Toprağın derinliklerine kök salan, gövdesi kereste ya da odun olmaya elverişli, dallı budaklı gövdesi yüksekliklere ulaşan, uzun ömürlü bitkiye ağaç denir. Fakat bügün size ağaç kavramının tanımından bahsetmeyeceğim ağacın derinliklerine ineceğiz. Belki o zaman ağaçları daha iyi anlayabiliriz.

Ağaçları hep insanlara benzetmişimdir.  Çünkü onlar dik duruşludur. Toprağa kök saldıkça dayanıklı olur. Rüzgara karşı dayanıklıdır. Onlar meyve üretir kısır ve tembel olmaz. Gürleşmek için insanın ilme ihtiyacı olduğu gibi onların da suya ihtiyacı vardır. Aynı toprak parçası üzerinde birbirinden farklı ağaçlar var. Çınarlar, çamlar, söğütler… Sıcak bir havada yürüdüğümüzde ağaçların gölgesinde dinlenmek ne kadar çok hoşumuza gidiyor değil mi?

İnsanlara benzetiyorum demiştim ama altını çizmek istiyorum insana. Aynı toprak üzerinde yaşayıp ırkçılık yapmayanlara, üstünlük taslamayanlara… Oksijeni bol olan dünyada zehirli bombalar patlatarak zehirleyenlere değil insana…

Otel yapmak için yakılan ormanlar bir gün bizden hesap soracak. Bu hesabı dünyadayken hissedeceğiz hep beraber. Yeryüzünde bir olamayan insan acısını bir olan ağaçlardan çıkartıyor! Yeryüzünde nefes alamayan insan , nefes veren ağaçlardan acısını çıkartıyor! Onlar şunun farkında değil ki insanı da yakıyorlar. Ağaçlar kurumaz efendim, insanlar kurur, ağaçları kurutur. Ağaçlar kadar bir olamadık, güzel bir ahengi sağlayamadık. Ağaçları kestiğimiz gibi insanı katlettik. Nefes alamıyoruz artık.

 

Yassıada

 

Ey nefsini ve kendisini daraltan insan gel çıkalım bir gün şu şehirden. Ormanlara gidelim. Ağaçların deniz ile birleştiği yere gidelim. Uzanalım beraber toprağa semaları seyredelim. Çiçekleri koklayalım. Gelin beraber zamanı yavaşlatalım. Aksi halde nefessiz kalacağız.

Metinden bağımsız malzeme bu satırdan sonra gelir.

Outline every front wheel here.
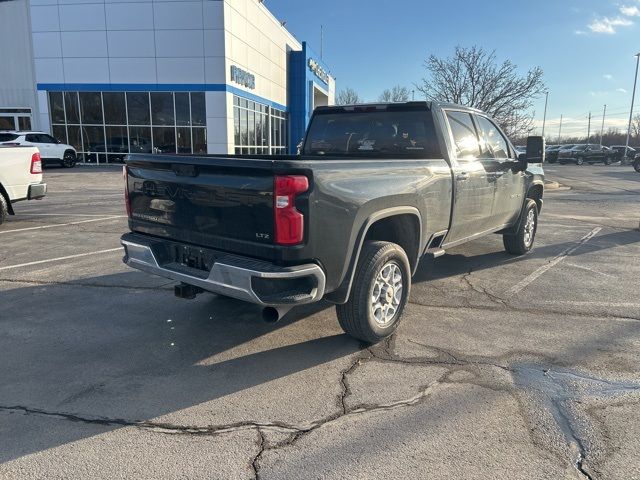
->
[502,199,538,255]
[336,241,411,343]
[62,152,76,168]
[0,193,9,225]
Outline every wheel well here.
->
[527,185,544,213]
[0,183,14,215]
[364,214,420,272]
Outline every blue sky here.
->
[265,0,640,134]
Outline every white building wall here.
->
[0,0,39,128]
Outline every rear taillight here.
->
[273,175,309,245]
[122,165,131,217]
[30,153,42,174]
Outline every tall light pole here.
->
[542,90,549,138]
[600,105,607,146]
[558,114,562,145]
[623,52,640,160]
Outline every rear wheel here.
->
[502,199,538,255]
[336,241,411,343]
[62,152,76,168]
[0,193,9,225]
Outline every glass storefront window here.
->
[151,92,175,125]
[49,92,64,123]
[48,92,207,162]
[63,92,80,124]
[191,128,207,154]
[79,92,104,124]
[191,92,207,126]
[51,125,69,144]
[153,127,176,153]
[102,92,127,125]
[176,127,191,153]
[129,127,151,153]
[175,93,191,126]
[127,92,151,125]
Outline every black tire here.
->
[502,198,538,255]
[0,193,9,225]
[62,151,76,168]
[336,241,411,343]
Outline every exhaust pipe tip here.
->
[262,306,293,323]
[262,307,280,323]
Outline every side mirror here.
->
[518,137,545,166]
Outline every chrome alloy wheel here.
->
[371,261,402,327]
[524,208,536,247]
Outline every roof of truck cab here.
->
[316,100,485,113]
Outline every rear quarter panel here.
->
[282,159,452,291]
[0,147,42,201]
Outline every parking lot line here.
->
[0,247,123,271]
[507,227,602,297]
[0,215,126,235]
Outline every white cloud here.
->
[620,5,640,17]
[588,17,633,35]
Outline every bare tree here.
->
[379,85,409,102]
[416,47,545,137]
[631,113,640,141]
[336,87,362,105]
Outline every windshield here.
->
[303,110,442,158]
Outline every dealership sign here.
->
[309,58,329,85]
[231,65,256,90]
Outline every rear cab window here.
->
[302,107,443,158]
[0,133,18,142]
[446,110,480,161]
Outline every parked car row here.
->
[0,130,77,168]
[545,143,624,165]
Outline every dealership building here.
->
[0,0,335,163]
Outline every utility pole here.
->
[542,90,549,138]
[622,52,640,160]
[558,114,562,144]
[600,105,607,146]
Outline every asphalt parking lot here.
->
[0,165,640,479]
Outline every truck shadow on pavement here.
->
[0,227,640,462]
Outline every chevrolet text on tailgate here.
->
[122,102,544,343]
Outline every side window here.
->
[447,112,480,160]
[475,115,509,160]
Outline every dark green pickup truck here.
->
[122,102,544,342]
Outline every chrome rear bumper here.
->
[121,234,326,307]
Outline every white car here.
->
[0,130,76,168]
[0,145,47,224]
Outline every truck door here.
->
[473,115,525,228]
[445,110,495,244]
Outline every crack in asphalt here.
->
[251,427,266,480]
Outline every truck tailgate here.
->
[127,155,274,257]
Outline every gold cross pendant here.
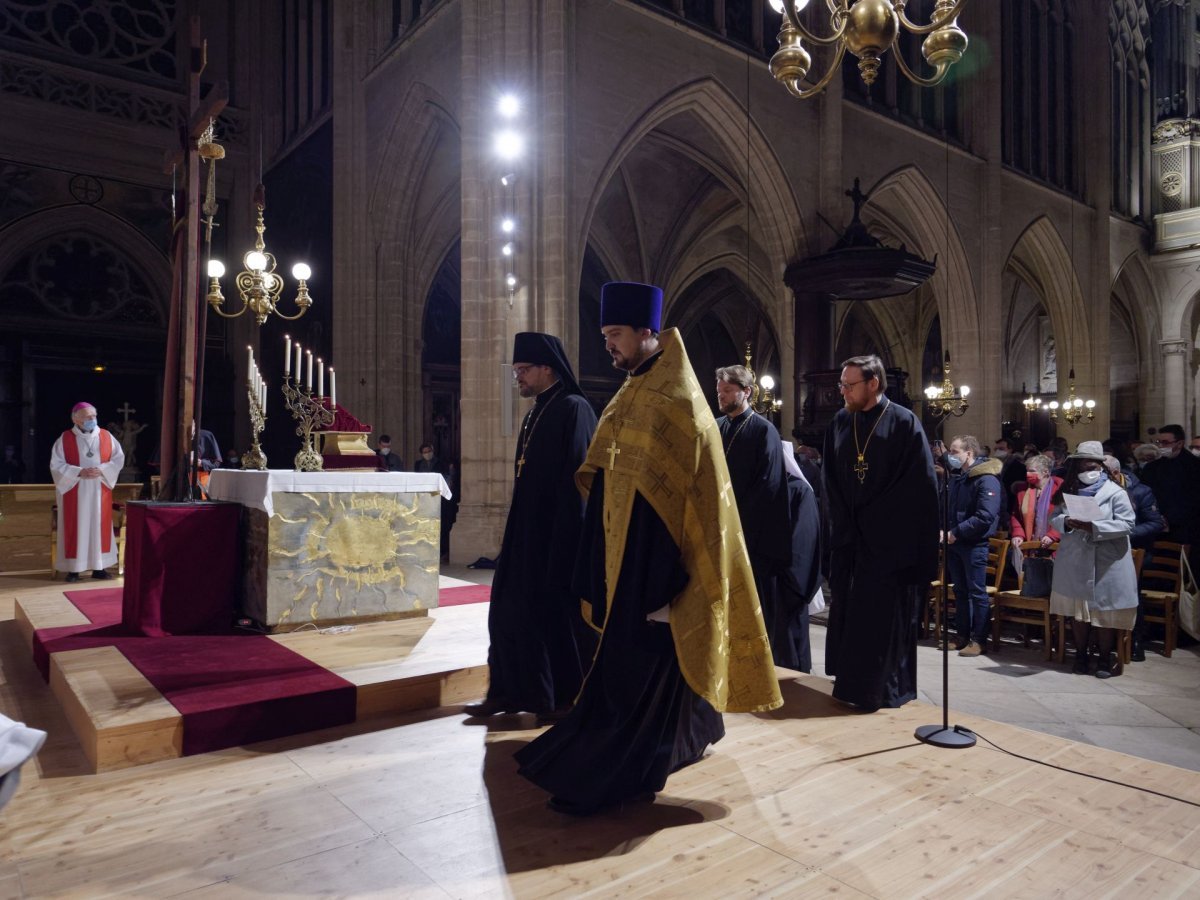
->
[605,438,620,470]
[854,454,866,484]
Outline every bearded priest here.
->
[50,403,125,581]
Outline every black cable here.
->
[954,725,1200,806]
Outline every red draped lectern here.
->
[121,503,241,637]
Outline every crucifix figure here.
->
[854,454,868,484]
[605,438,620,470]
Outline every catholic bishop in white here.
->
[50,403,125,581]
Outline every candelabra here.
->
[1050,368,1096,428]
[745,341,784,415]
[1021,382,1042,414]
[283,374,336,472]
[925,350,971,421]
[241,379,266,470]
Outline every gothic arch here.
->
[1004,216,1098,384]
[863,166,983,362]
[0,204,170,323]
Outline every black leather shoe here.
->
[462,700,520,719]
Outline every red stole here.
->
[61,428,113,559]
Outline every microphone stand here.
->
[913,352,976,750]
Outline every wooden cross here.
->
[854,454,868,484]
[605,438,620,472]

Nasıl mı yapacağız? Ağaçların yakılmasına , kesilmesine yok edilmesine karşı çıkarak mı?

Elbette karşı çıkacağız.  Ancak çözüm bu değil. Hastalığı tedavi etmek için öncelikle hastalığın ne olduğunu bilmek gerekir. Baş ağrısına, bir ağrı  kesici verip göndermekle olmuyor, başının ağrıma sebebini bulup hastalığı kökten tedavi etme yoluna gitmek en doğru çözüm olacaktır. Geçici çözümlerle uğraşmaktan bıktık. Hazır mısınız? Size reçeteyi tarif ediyorum.

İnsana değer vermek. A şahsına, B şahsına ona, şuna, buna değil, insana değer vermek. Sen siyasi rantlar uğruna ağaçları kesip yerlerine tatil köyleri yaparsan nefesimizi engellersen  kusura bak(!) Kardeşim sen insana değer vermiyorsun.